Das heißt, das Gold soll nicht glänzen, sondern stumpf wirken, wie „angelaufenes Messing“, wenn jemandem die Begrifflichkeit etwas sagt. Gleiches gilt für die Rottöne und selbst dem dunklen Indigo werde ich durch Beimischung von Rot und Schwarz die ohnehin nicht sehr ausgeprägte Farbstärke nehmen, um den Kontrast zwischen mattem Gold und Indigo wieder zu erhöhen.
Also eine Art Soleil Royal „antik“
Und diese Farben authentisch bei den Aufnahmen einzufangen ist dann auch die Kunst. Das macht jede Menge Arbeit und erfordert die entsprechenden Zeitfenster für das richtige Tageslicht, wenn man wie ich den Blitzeinsatz möglichst beschränken will. Bei den nicht sichtbaren Bereichen werde ich mich in der Regel auf das Notwendige beschränken, aber bei der Ausführung sichtbarer Elemente sieht die Sache anders aus, dabei bestätigen Ausnahmen auch hier die Regel.
In den ersten Phasen des Bauberichtes wird es circa alle eins bis zwei Wochen eine Fortsetzung geben, bis der Bericht den aktuellen Bauzustand eingeholt hat. Man soll Abschnitt für Abschnitt nachvollziehen können wie ich was gemacht habe, oder daraus lernen, wie man es besser nicht machen sollte.
In beiden Fällen ist man hinterher schlauer und darum geht es mir in erster Linie.
Das bedeutet aber auch, mit Kritik nicht zu sparen und/oder Alternativen aufzuzeigen, wie sonst soll die nächste SR-Generation einen Nutzen daraus ziehen ?

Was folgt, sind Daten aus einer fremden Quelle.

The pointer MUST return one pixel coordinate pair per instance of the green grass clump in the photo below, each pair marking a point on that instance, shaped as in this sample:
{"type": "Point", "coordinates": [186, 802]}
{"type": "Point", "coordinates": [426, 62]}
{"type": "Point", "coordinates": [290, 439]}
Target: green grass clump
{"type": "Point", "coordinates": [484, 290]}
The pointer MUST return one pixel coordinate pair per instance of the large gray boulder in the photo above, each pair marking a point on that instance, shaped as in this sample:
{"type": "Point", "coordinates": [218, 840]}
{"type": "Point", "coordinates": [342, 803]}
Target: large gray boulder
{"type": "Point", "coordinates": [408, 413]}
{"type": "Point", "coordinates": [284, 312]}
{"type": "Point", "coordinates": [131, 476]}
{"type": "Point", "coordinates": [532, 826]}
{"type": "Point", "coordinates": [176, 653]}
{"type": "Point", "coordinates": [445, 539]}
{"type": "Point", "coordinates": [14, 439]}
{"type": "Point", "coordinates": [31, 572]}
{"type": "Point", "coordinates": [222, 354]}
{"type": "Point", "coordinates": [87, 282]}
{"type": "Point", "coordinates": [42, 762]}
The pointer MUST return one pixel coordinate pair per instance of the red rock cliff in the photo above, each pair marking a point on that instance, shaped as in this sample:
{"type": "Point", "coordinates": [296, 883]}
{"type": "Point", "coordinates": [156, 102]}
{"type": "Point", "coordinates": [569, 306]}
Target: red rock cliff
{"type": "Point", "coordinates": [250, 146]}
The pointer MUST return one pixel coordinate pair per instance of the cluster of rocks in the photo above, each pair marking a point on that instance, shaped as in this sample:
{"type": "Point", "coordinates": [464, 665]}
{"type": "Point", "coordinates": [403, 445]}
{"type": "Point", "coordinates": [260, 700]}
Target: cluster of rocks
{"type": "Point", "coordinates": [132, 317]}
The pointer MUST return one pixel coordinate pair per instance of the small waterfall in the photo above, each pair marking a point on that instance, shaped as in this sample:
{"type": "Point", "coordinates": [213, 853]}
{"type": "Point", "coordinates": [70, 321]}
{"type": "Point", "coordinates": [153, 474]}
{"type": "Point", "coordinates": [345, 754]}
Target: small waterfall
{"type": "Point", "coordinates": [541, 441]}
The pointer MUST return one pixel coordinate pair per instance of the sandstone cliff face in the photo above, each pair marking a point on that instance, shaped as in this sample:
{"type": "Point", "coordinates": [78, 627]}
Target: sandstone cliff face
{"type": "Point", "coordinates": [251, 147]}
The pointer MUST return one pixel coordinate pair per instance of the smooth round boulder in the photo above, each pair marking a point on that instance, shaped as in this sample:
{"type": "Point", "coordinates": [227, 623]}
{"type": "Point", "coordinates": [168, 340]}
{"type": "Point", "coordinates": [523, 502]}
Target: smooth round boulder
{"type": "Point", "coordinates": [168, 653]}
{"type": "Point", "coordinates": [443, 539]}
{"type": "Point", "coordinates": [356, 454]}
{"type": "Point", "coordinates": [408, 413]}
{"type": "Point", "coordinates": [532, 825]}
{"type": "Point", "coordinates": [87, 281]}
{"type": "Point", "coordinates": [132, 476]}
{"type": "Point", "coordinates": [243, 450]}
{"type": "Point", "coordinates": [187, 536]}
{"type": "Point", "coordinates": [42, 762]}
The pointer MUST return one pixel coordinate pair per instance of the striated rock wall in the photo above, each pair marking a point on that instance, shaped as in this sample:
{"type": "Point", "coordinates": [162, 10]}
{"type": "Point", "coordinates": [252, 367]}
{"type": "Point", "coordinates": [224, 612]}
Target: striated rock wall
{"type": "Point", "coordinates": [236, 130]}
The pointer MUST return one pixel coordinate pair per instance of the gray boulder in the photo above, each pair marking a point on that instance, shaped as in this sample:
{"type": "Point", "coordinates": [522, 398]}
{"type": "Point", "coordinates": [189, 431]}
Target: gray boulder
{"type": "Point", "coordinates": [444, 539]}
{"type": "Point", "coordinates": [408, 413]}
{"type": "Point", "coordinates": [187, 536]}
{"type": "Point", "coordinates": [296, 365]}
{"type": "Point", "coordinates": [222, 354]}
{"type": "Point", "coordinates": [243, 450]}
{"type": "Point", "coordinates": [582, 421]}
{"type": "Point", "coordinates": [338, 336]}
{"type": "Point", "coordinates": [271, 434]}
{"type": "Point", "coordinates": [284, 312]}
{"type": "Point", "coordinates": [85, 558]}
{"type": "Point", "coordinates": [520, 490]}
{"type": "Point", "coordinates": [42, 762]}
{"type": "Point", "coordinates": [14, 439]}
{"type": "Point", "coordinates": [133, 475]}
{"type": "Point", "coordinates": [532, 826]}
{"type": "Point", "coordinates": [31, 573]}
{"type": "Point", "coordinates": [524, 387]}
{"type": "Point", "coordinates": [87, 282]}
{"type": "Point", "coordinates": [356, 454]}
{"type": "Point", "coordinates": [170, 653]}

Danach beschränke ich mich auf monatliche Aktualisierungen, da es langsamer vorwärts geht. Bei der späteren Takelung werden sich dann noch größere Zeitabstände ergeben.
Ihr seht, ich bin also nicht den Rennpferden, sondern eher den Kriechtieren zuzuordnen. ☺
Dazu kommen noch Kunstpausen aufgrund privater oder beruflicher Umstände, längere Perioden, um mir in Ruhe die Umsetzungen zu überlegen, oder weil ich ganz einfach mit anderen Dingen beschäftigt bin.

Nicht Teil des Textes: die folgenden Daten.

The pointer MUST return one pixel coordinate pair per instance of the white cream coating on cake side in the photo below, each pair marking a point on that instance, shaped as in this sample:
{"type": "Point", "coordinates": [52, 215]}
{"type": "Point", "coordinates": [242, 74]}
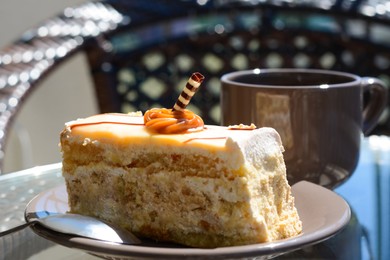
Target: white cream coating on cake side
{"type": "Point", "coordinates": [214, 187]}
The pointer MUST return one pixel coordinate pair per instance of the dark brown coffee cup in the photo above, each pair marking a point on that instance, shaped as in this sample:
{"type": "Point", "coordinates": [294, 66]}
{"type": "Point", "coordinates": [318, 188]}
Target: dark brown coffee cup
{"type": "Point", "coordinates": [319, 115]}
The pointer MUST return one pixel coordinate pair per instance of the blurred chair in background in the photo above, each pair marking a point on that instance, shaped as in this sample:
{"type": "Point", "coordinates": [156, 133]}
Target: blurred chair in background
{"type": "Point", "coordinates": [141, 53]}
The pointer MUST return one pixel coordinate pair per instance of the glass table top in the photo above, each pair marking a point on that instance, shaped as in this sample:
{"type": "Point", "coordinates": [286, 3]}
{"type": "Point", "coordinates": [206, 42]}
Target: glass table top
{"type": "Point", "coordinates": [366, 236]}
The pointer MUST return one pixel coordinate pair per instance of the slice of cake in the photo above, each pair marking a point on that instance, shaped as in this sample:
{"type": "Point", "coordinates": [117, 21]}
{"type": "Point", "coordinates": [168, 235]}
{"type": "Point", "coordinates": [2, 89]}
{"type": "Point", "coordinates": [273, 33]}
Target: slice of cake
{"type": "Point", "coordinates": [210, 187]}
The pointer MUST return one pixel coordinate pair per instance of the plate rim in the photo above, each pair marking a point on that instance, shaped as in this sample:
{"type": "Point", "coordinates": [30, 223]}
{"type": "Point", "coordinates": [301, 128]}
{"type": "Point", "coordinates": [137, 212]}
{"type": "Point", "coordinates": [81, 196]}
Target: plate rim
{"type": "Point", "coordinates": [262, 249]}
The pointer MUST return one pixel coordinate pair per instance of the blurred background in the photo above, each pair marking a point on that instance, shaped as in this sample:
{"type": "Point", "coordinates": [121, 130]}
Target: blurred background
{"type": "Point", "coordinates": [65, 95]}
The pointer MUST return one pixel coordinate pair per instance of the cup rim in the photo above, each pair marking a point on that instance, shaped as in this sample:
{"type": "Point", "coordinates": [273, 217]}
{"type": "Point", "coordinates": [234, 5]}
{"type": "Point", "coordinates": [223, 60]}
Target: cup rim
{"type": "Point", "coordinates": [227, 78]}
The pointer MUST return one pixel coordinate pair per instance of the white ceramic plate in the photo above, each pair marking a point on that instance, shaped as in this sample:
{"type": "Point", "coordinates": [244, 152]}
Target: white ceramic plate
{"type": "Point", "coordinates": [323, 214]}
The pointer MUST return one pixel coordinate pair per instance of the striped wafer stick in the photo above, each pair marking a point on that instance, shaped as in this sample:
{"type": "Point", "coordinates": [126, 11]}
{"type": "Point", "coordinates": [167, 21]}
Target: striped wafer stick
{"type": "Point", "coordinates": [188, 92]}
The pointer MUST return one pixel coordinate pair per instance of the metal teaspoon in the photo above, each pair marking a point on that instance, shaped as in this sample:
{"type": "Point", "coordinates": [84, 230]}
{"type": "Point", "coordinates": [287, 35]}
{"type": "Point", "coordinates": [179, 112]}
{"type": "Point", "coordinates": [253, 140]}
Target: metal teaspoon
{"type": "Point", "coordinates": [83, 226]}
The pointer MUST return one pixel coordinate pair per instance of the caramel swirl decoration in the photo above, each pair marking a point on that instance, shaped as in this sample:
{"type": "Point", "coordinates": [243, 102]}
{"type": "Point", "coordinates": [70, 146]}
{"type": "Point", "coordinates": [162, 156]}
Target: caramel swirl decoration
{"type": "Point", "coordinates": [178, 119]}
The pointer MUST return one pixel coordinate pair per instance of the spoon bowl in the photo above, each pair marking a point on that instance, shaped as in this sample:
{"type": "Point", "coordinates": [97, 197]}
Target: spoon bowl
{"type": "Point", "coordinates": [83, 226]}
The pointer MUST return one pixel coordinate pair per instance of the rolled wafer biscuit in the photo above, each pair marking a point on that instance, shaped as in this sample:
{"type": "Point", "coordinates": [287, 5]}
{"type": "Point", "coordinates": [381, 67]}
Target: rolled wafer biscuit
{"type": "Point", "coordinates": [188, 92]}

Da ich neben den Experten hier aber auch Gäste, Anfänger und Leser, die eher per Zufall auf dieser Seite gelandet sind ansprechen will, werde ich das eine oder andere ausführlicher als vielleicht notwendig schildern oder mache kleine Ausflüge in die Marinehistorik und bitte die Kenner der Materie dafür schon einmal um Nachsicht.